Faculty Council: Budget talks highlight
November meeting

By Michael Terrazas

To open the Nov. 14 Faculty Council meeting, Provost Rebecca Chopp made good on last year’s promise to involve the council at an early stage of University budget deliberations. Chopp, accompanied by Emory financial analyst Sabra Avery, outlined the budget process for the council, reviewed income and expenditures from recent years, and detailed the University’s current “cost drivers,” or spending areas Emory has decided to make its first priorities.

Chopp said she and all other budget decisionmakers would weigh very seriously any input Faculty Council had to offer, and members asked Chopp various questions about both the budget-approval process and the issues Emory has earmarked for special consideration. These cost drivers—which are general topics such as support for web applications, Americans with Disabilities Act compliance, salary adjustments, language instruction, etc.—are not likely to change greatly from year to year, Chopp said.

Since Chopp attends all Faculty Council meetings, the group decided to maintain an ongoing discussion until the final budget is approved by the Board of Trustees next spring. Chopp invited comment and said council input would be very helpful in prioritizing cost drivers.

Reporting for the faculty life course committee, Huiman Barnhart presented a pilot project proposal for an emeritus college program. Proposed to the council last year by Eugene Bianchi and John Bugge, the emeritus college would help recently retired professors stay connected to academic life through limited course teaching, advising roles, ongoing research projects, etc.

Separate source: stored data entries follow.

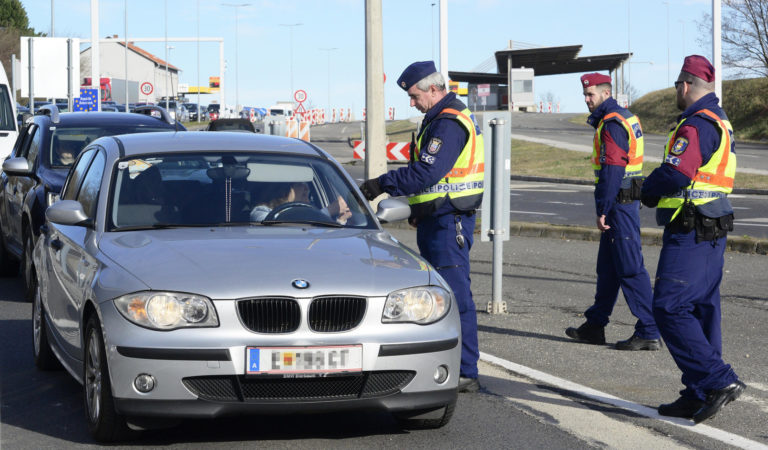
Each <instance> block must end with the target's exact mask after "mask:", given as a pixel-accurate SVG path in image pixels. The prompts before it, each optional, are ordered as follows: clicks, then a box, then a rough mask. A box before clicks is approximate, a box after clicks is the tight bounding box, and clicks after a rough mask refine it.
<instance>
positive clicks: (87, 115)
mask: <svg viewBox="0 0 768 450" xmlns="http://www.w3.org/2000/svg"><path fill="white" fill-rule="evenodd" d="M38 117H48V119H49V120H50V117H49V116H46V115H36V116H35V118H38ZM127 123H130V124H135V125H147V126H158V125H159V126H161V127H164V128H168V129H173V128H174V126H173V125H171V124H168V123H166V122H164V121H163V120H162V119H158V118H156V117H151V116H148V115H146V114H136V113H124V112H103V111H102V112H66V113H60V114H59V122H58V123H57V124H56V126H63V127H66V126H78V125H81V126H94V125H97V126H98V125H121V124H127Z"/></svg>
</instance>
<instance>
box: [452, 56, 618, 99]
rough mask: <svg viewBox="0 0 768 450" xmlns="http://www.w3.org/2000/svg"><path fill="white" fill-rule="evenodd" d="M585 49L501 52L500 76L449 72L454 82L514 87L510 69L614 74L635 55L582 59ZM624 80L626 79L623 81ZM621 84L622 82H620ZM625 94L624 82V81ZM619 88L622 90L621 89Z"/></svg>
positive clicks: (610, 56) (470, 72)
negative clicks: (511, 82) (492, 84)
mask: <svg viewBox="0 0 768 450" xmlns="http://www.w3.org/2000/svg"><path fill="white" fill-rule="evenodd" d="M581 47H582V46H581V45H566V46H560V47H541V48H531V49H525V50H511V49H505V50H499V51H497V52H496V53H495V55H494V56H495V57H496V67H497V72H498V73H484V72H458V71H449V72H448V76H449V77H450V79H451V81H464V82H468V83H477V84H481V83H489V84H506V85H508V86H509V85H510V84H511V83H510V79H509V78H510V73H509V69H510V68H513V69H519V68H523V67H525V68H529V69H533V73H534V76H543V75H561V74H567V73H580V72H595V71H600V70H607V71H609V72H611V73H612V74H613V73H615V72H616V71H617V70H618V69H621V68H622V66H623V64H624V63H625V62H626V61H627V60H628V59H629V58H630V57H631V56H632V54H631V53H616V54H612V55H596V56H583V57H578V54H579V52H580V51H581ZM622 78H623V77H622ZM617 81H618V80H617ZM621 81H622V82H621V83H616V84H621V91H622V92H623V91H624V88H623V79H622V80H621ZM617 87H618V86H617ZM508 98H511V96H509V97H508Z"/></svg>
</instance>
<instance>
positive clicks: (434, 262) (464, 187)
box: [360, 61, 484, 392]
mask: <svg viewBox="0 0 768 450" xmlns="http://www.w3.org/2000/svg"><path fill="white" fill-rule="evenodd" d="M397 85H398V86H400V87H401V88H402V89H403V90H404V91H406V92H407V93H408V97H410V99H411V106H413V107H415V108H416V109H418V110H419V111H420V112H422V113H424V114H425V116H424V120H423V121H422V123H421V128H419V133H418V136H417V139H416V142H414V143H412V144H411V149H412V152H411V161H410V163H409V164H408V166H407V167H401V168H400V169H397V170H391V171H389V172H387V173H385V174H384V175H381V176H380V177H378V178H374V179H371V180H368V181H366V182H364V183H363V184H362V185H361V186H360V190H361V191H362V192H363V195H365V197H366V198H367V199H368V200H373V199H374V198H376V197H378V196H379V195H381V194H383V193H385V192H386V193H387V194H389V195H394V196H405V195H407V196H408V203H409V204H410V205H411V217H410V219H409V222H410V223H411V225H416V227H417V229H416V242H417V244H418V246H419V252H420V253H421V256H423V257H424V258H425V259H426V260H427V261H429V262H430V264H432V265H433V266H434V267H435V269H436V270H437V272H438V273H440V275H441V276H442V277H443V278H444V279H445V281H446V282H447V283H448V285H449V286H450V287H451V290H452V291H453V293H454V295H455V296H456V301H457V303H458V306H459V317H460V319H461V346H462V349H461V368H460V378H459V391H461V392H476V391H477V390H478V389H479V387H480V385H479V383H478V381H477V374H478V372H477V360H478V359H479V357H480V353H479V349H478V343H477V315H476V312H475V302H474V300H473V299H472V291H471V290H470V279H469V249H470V248H471V247H472V234H473V232H474V229H475V210H476V209H477V208H478V207H479V206H480V204H481V203H482V198H483V173H484V150H483V149H484V147H483V136H482V135H481V134H480V129H479V128H478V127H477V124H476V122H475V118H474V116H473V115H472V113H471V112H470V111H469V109H467V106H466V105H464V103H462V102H461V101H460V100H459V99H457V98H456V94H454V93H453V92H448V91H447V90H446V89H445V80H444V79H443V76H442V75H441V74H440V72H438V71H437V69H436V68H435V63H434V62H432V61H420V62H415V63H413V64H411V65H410V66H408V67H407V68H406V69H405V70H404V71H403V73H402V75H400V78H398V80H397Z"/></svg>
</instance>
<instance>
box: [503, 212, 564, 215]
mask: <svg viewBox="0 0 768 450" xmlns="http://www.w3.org/2000/svg"><path fill="white" fill-rule="evenodd" d="M509 213H510V214H540V215H542V216H556V215H557V214H555V213H541V212H536V211H510V212H509Z"/></svg>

The one-year pilot program would cost between $50,000 and $75,000, Barnhart said, and the council decided to postpone a vote endorsing the proposal until the committee came up with a detailed budget listing costs for a part-time director, work-study and/or graduate student help, office space and equipment costs.

Arri Eisen of the University Teaching Fund (UTF) said, after meeting with Harriet King and Walt Reed, the UTF decided that its original mandate—to fund innovative teaching projects—was limiting its practice, as the committee has not been able to exhaust its grantmaking budget partly due to the fact that many proposals, while deserving of support, are not “innovative,” per se.

Eisen asked the council to support a change in UTF’s mission statement and requested that the group be integrated with the more broaded University Advisory Council on Teaching (UACT), with UTF perhaps serving as a subcommittee of the larger group.

The council supported both Eisen’s requests in principle but asked for a newly written UTF mission statement to approve rather than simply a call for a change in wording. As for merging with UACT, the council supported the move but said it was a decision to be made by the provost and the UACT leadership.

The next Faculty Council meeting is Jan. 16, 2001, at 3:15 p.m. in 400 Administration.